On January 8, 2015, the Partnership issued a press release related to the foregoing. A copy of the press release is attached as Exhibit 99.1 to this Current Report on Form 8-K.

This current report includes “forward-looking statements.” All statements, other than statements of historical facts, included in this Form 8-K that address activities, events or developments that the Partnership expects, believes or anticipates will or may occur in the future are forward-looking statements. These statements include but are not limited to forward-looking statements about the Potential Pony Acquisition and the potential expansion of the Pony Express crude oil pipeline system. Such statements are subject to a number of assumptions, risks and uncertainties, many of which are beyond the control of the Partnership, which may cause actual results to differ materially from those implied or expressed by the forward-looking statements. These include risks relating to market conditions, satisfaction of closing conditions, the Partnership’s financial performance and results, future equity issuances, changes in distribution levels and other important factors that could prevent the Potential Pony Acquisition from being consummated, including those set forth in reports filed by the Partnership with the Securities and Exchange Commission. Any forward-looking statement speaks only as of the date on which such statement is made and the Partnership undertakes no obligation to correct or update any forward-looking statement, whether as a result of new information, future events or otherwise, except as required by law.

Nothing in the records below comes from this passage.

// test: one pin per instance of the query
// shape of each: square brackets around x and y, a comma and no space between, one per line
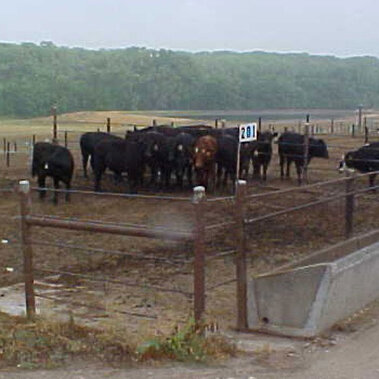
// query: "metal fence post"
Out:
[199,259]
[349,206]
[25,209]
[8,153]
[55,127]
[306,152]
[108,125]
[241,270]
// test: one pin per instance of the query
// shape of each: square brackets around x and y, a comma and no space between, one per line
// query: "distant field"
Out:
[122,120]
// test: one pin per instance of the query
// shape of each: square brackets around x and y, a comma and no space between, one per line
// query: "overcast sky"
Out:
[333,27]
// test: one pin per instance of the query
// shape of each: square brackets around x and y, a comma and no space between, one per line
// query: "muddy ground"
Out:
[134,305]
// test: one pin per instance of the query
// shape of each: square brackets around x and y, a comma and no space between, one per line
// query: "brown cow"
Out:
[205,151]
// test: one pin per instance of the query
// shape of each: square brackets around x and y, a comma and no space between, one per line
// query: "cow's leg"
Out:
[56,187]
[68,187]
[85,162]
[117,177]
[225,181]
[167,176]
[289,161]
[154,174]
[219,175]
[189,175]
[42,184]
[299,171]
[265,165]
[211,178]
[281,163]
[98,175]
[371,179]
[179,177]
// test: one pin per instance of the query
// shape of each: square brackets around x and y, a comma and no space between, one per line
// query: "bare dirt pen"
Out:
[139,309]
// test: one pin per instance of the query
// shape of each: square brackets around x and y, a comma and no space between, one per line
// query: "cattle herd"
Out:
[192,155]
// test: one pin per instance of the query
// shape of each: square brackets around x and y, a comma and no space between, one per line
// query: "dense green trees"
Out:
[33,77]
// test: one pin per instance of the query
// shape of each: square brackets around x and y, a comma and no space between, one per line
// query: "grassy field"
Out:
[270,243]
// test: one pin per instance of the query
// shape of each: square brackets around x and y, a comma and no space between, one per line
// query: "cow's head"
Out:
[205,150]
[318,148]
[346,162]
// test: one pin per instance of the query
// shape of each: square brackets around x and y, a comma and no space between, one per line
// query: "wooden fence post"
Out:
[108,124]
[25,209]
[199,259]
[8,150]
[349,206]
[241,270]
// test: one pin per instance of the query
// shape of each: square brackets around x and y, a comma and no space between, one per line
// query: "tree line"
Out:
[35,77]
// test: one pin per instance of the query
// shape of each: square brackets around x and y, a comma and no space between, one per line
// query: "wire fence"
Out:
[224,231]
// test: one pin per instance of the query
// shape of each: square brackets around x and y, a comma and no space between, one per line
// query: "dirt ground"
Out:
[135,307]
[350,351]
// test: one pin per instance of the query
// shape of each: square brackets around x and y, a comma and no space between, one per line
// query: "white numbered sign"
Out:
[248,132]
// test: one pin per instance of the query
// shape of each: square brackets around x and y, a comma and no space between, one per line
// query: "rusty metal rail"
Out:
[112,281]
[113,194]
[91,250]
[62,223]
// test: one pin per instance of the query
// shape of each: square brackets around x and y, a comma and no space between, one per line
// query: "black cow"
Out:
[291,149]
[226,158]
[261,153]
[88,141]
[365,159]
[54,161]
[119,156]
[181,156]
[157,156]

Item 9.01.     Financial Statements and Exhibits.

 (d)    Exhibits

  EXHIBIT

NUMBER

  DESCRIPTION
99.1 Press Release, dated January 8, 2015.


SIGNATURES

Pursuant to the requirements of the Securities Exchange Act of 1934, the registrant has duly caused this report to be signed on its behalf by the undersigned hereunto duly authorized.

  TALLGRASS ENERGY PARTNERS, LP
By:   Tallgrass MLP GP, LLC,
its general partner
 
By:

/s/ Gary J. Brauchle

Gary J. Brauchle

Executive Vice President, Chief Executive

Officer and Treasurer

Date: January 8, 2015


INDEX TO EXHIBITS

   
EXHIBIT

NUMBER

DESCRIPTION
99.1 Press Release, dated January 8, 2015.